The use of such scandals is invariably associated with a shift to the right in capitalist politics. Swalwell was a well-publicized critic of Trump, particularly in his second impeachment over the failed January 2021 coup. He was a constant presence on cable networks and social media since Trump returned to the White House, denouncing his ICE raids against immigrants and other dictatorial moves. His removal likely means a Democratic governor in California more cooperative with the Trump administration.

Republican Congressman Gonzales had also run afoul of the Trump White House, occasionally voting against Trump’s policies and criticizing the most extreme anti-immigrant measures. His district covered the vast rural area along the Rio Grande, from El Paso almost to the Gulf of Mexico.

The swift removal of these congressmen is in sharp contrast to the blockade by the Trump administration—and the Biden administration before it—of any serious investigation into the Jeffrey Epstein affair.
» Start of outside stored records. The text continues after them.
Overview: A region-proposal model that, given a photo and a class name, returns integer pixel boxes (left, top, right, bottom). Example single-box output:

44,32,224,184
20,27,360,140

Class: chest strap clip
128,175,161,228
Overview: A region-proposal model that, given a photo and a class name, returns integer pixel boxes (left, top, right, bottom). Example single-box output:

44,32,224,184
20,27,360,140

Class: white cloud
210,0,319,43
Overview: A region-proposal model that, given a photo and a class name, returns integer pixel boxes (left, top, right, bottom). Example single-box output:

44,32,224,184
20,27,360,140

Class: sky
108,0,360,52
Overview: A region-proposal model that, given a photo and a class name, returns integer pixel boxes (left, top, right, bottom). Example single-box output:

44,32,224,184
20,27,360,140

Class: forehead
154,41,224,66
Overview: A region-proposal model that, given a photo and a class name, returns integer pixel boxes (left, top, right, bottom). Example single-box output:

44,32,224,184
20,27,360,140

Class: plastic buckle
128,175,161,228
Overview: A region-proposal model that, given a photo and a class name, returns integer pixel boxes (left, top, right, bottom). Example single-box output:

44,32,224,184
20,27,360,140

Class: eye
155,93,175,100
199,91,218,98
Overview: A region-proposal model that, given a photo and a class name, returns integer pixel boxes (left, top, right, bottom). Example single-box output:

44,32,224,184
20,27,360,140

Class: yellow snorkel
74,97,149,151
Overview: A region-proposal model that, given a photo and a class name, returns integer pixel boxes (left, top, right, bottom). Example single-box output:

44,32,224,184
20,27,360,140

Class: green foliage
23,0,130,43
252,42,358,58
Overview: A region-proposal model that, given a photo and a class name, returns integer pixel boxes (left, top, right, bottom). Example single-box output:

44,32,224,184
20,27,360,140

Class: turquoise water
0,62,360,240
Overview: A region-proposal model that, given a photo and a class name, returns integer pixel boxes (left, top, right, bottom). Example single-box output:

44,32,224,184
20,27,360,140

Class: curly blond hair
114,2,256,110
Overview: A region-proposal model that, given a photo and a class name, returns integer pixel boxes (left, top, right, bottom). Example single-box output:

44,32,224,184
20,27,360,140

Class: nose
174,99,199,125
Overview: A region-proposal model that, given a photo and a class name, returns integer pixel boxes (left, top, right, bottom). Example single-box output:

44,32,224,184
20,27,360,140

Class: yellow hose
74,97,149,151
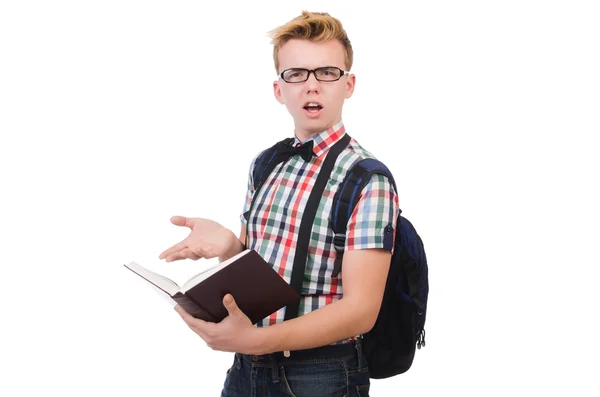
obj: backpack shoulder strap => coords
[329,158,397,277]
[284,134,351,321]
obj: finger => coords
[179,248,202,261]
[158,240,187,262]
[165,251,185,262]
[223,294,240,316]
[171,215,192,228]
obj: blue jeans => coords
[221,339,370,397]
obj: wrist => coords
[219,231,244,262]
[248,327,275,356]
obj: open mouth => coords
[304,102,323,115]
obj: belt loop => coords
[354,335,366,369]
[269,354,280,383]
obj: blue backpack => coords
[330,159,429,379]
[245,134,429,379]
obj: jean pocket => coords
[281,361,348,397]
[356,384,371,397]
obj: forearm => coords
[256,299,376,354]
[219,232,244,262]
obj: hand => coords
[159,216,239,262]
[175,294,260,354]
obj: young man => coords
[160,12,399,397]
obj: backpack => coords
[244,133,429,379]
[330,159,429,379]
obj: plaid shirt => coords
[241,121,399,327]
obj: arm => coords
[175,249,391,354]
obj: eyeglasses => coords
[279,66,350,83]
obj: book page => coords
[125,262,179,296]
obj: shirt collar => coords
[294,120,346,157]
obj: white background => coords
[0,0,600,396]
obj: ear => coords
[273,80,285,105]
[346,73,356,99]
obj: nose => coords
[304,70,321,92]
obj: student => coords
[160,12,399,397]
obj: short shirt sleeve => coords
[346,174,400,251]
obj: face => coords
[273,39,356,141]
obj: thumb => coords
[171,215,190,227]
[223,294,240,316]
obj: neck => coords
[294,119,341,142]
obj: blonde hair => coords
[269,11,353,72]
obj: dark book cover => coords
[183,251,300,324]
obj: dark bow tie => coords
[277,138,314,162]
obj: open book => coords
[124,250,300,324]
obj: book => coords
[124,250,300,324]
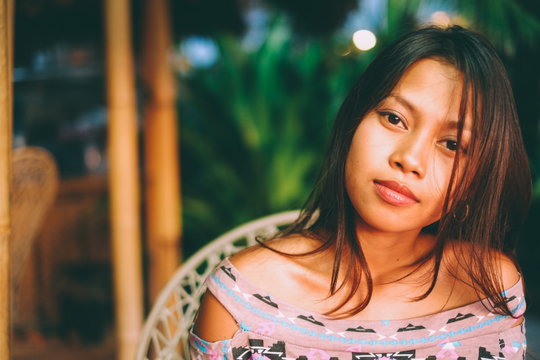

The convicted sex trafficker died in his Manhattan prison cell in 2019, under circumstances that suggest murder rather than suicide.

For seven years since then, and for nearly two decades before his death, Epstein served as both a financial agent and pimp to billionaires, capitalist politicians and even British royalty. Despite the public denunciations by hundreds of former victims, not a single person, other than the deceased Epstein, has ever been prosecuted.

Last Thursday, in a particularly bizarre scene, First Lady Melania Trump gave a surprise press statement denouncing claims on social media relating to her past association with Epstein. She denied that she had been one of Epstein’s victims, or that Epstein had introduced her to Donald Trump, appealed for a congressional hearing to take the testimony of the victims and left without answering questions from the startled press corps.

The Swalwell allegations have temporarily overshadowed Epstein-related matters, and former Attorney General Pam Bondi—fired by Trump for failing to keep the Epstein scandal under wraps—refused to appear before a House committee Tuesday in response to a subpoena. But there is little doubt that further reports and documents on the Epstein case, which implicates wide layers of the corrupt US ruling class, will surface in the coming weeks and months.